Archive | September 2013

Mapping Data Made Easy

By the end of the Fusion Tables tutorial, you can create a useful population map of the Bay Area.

Wow. I’m loving Google more and more every day. It seems like they have a free service for just about anything you can imagine. Although I’ve heard about Google Fusion Tables before, I hadn’t really looked into it – until today.

First, I mapped a couple addresses and did simple things like change the color of the markers. Then, I went through this handy tutorial, which showed how to merge tables with publicly available data to create more powerful maps with polygons colored based on selected variables.

By the end of the day, I created a map of all the school districts in California. Next step, add metadata like district API scores.

Data Is the New Punk

“There are a few steps beyond just learning three chords when doing data journalism.”

I knew I was onto something when I got into data. As this article by Simon Rogers points out, data journalism is the new punk. Anyone can learn it, thanks to free tutorials, references, and tools online, and create compelling data visualizations right in their bedroom. As Dan Sinker, a former editor for Punk Planet, says in the article:

Where I think there are more parallels are in the fact that this is a young community (in years if not always age), and one that’s actively teaching itself new tricks every day. That same vitality and excitement that motivated punk, it’s motivating news hackers right now.”

I Am a Miracle

What Are the Odds?Most infographics smell too much of marketing and are so unimaginative with their visualizations that I’ve grown to ignore them. But this one called What Are the Odds? on Visual.ly was intriguing enough to get me to read the fine print to figure it out, and when I did, it was fascinating: the odds of my, or anyone’s, existence is near zero. Each of us is a miracle.

My Own Private Tower of Babel

Just as with the tower of Babel, there are many programming languages out there.

Trying to learn multiple programming languages is a pain in the head.

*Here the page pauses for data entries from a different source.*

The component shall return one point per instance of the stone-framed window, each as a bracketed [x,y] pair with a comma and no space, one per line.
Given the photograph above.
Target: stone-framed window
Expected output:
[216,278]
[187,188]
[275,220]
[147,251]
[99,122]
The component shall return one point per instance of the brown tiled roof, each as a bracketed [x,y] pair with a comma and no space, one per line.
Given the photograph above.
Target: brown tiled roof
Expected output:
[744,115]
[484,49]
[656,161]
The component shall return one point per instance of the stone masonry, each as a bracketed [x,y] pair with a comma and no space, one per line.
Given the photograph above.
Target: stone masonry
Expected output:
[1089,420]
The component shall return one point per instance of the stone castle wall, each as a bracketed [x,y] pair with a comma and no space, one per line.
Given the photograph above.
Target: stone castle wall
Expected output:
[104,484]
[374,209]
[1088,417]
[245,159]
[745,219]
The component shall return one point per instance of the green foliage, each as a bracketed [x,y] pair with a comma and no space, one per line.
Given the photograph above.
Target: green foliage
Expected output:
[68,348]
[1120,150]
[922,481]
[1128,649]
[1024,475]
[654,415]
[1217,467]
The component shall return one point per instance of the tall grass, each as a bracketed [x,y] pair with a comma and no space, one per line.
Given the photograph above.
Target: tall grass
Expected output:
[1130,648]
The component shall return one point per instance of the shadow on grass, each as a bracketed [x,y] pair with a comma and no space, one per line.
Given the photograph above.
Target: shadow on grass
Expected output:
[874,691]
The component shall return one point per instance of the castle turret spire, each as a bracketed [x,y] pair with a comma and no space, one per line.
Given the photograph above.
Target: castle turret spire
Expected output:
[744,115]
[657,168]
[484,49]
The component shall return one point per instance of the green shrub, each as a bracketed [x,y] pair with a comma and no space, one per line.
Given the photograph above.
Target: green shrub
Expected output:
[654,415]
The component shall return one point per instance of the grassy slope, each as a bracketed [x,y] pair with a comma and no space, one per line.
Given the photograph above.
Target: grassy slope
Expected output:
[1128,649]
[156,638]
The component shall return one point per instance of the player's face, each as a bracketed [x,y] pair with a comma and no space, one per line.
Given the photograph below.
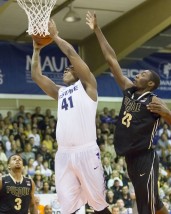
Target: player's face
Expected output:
[68,76]
[142,79]
[16,162]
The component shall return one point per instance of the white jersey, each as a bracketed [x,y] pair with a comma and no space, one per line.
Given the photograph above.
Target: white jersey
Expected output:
[76,116]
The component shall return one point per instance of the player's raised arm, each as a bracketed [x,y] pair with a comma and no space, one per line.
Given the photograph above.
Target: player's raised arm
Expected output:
[159,107]
[33,207]
[80,68]
[47,85]
[108,52]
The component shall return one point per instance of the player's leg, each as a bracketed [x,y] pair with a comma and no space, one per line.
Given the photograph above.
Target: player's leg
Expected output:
[69,191]
[90,173]
[163,210]
[143,172]
[105,211]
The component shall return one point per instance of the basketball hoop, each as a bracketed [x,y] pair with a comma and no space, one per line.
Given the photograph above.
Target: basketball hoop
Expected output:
[38,13]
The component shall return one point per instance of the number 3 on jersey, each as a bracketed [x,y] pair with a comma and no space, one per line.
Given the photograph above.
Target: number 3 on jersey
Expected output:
[126,120]
[67,103]
[18,203]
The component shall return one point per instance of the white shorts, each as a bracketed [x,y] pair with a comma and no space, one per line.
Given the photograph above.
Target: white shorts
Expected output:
[79,178]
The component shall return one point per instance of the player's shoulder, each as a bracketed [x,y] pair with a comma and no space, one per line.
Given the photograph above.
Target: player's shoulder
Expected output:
[5,177]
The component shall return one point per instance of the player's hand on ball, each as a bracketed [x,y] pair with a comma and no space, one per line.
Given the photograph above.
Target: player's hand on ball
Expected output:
[37,46]
[52,28]
[91,20]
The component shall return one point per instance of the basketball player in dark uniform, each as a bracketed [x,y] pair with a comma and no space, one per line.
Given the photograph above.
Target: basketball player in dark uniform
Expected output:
[136,126]
[16,191]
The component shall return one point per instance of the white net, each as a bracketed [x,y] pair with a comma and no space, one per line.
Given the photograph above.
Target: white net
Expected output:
[38,13]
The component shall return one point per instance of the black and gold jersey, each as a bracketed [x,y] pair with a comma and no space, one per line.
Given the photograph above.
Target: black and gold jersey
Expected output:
[136,125]
[15,197]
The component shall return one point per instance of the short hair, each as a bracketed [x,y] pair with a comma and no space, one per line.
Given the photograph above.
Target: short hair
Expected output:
[155,78]
[9,159]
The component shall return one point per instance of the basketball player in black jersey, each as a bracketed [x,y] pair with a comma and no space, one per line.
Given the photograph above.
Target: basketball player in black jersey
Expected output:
[136,126]
[16,191]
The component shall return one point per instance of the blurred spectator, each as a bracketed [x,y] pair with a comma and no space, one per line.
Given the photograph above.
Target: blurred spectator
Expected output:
[46,171]
[35,136]
[21,112]
[27,154]
[38,180]
[46,188]
[38,161]
[117,189]
[3,157]
[52,183]
[40,207]
[115,209]
[38,114]
[48,142]
[48,209]
[30,167]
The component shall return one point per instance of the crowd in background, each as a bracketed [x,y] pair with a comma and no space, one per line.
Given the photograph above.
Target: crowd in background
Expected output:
[33,136]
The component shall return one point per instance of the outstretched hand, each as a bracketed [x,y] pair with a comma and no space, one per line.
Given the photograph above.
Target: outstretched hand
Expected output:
[37,46]
[91,20]
[158,107]
[52,28]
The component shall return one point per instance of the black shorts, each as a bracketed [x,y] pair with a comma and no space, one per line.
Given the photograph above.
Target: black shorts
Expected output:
[143,171]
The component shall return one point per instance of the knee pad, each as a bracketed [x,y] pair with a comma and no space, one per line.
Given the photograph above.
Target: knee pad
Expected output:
[105,211]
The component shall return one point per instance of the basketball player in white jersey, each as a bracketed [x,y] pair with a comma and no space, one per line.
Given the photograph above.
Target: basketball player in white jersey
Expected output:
[79,173]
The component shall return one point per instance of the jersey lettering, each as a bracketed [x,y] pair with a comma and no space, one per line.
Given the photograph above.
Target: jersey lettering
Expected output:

Although many of the concepts and structures are similar, the syntax can be very different, as far as I can tell from my limited experience and knowledge. Currently, I’m tackling C++, R, and Stata, in addition to machine learning via the Weka application.

Despite the headache and nausea induced, I’m looking forward to the day when I master all these tools and am making a good living doing something gratifying.

Becoming a Data Scientist

Weka data mining program

It’s been a busy time since my last post, switching jobs, taking a full load of classes, and spending the remaining time with my family. Now that things are settling down into a predictable routine with some time to write, I really wanted to give an update on my path to becoming a data scientist.

I’m kicking off the fall session at the community college where I’m pursuing a certificate in computer programming with a class in C++, which so far has been rather easy, despite much of the curriculum being based on lecture notes that were created by the instructor, who is friendly and funny but not an expert in English. So, we’ll see how that goes.

The latest class I’ve taken in UCSD’s Data Mining certificate program, Data Preparation, was just about as bad as the Data Mining I class. The video lectures were not very instructive, as the teacher mainly resorted to simply reading the bullet points on the slides and constantly adding her seemingly favorite expression, “and so on and so forth”, without really explaining anything. On occasions, she can even be heard sighing deeply as if she was annoyed to be teaching the class. Never mind the fact that all the lessons were pre-recorded and that she never participated in the class’s online discussion board.

Thankfully, it seems that the data gods have taken notice of the suffering of newbie data geeks and have made available a handful of awesome and FREE online learning courses devoted to data mining.

  • My latest find is the perfect antidote for the overpriced crap that is UCSD: Data Mining with Weka, by the creator of Weka itself, Prof. Ian Witten. The video lectures are thoughtful, thankfully brief, and incorporate relevant hands-on exercises – all of which have been woefully absent in UCSD’s classes.
  • Not as comprehensive, but a fantastic and accessible introduction to R is Google’s very own Intro to R video series.
  • Another one that I haven’t started yet but looks very promising is Cal Tech’s Learning from Data course that teaches the basics of machine learning through the open-source tool Octave, which is like a free version of the popular Matlab application.
  • Finally, another great resource I’ve stumbled across is UCLA Institute of Digital Research and Education’s online library of tutorials and references for a variety of statistical tools, including R, SAS, SPSS, and STATA.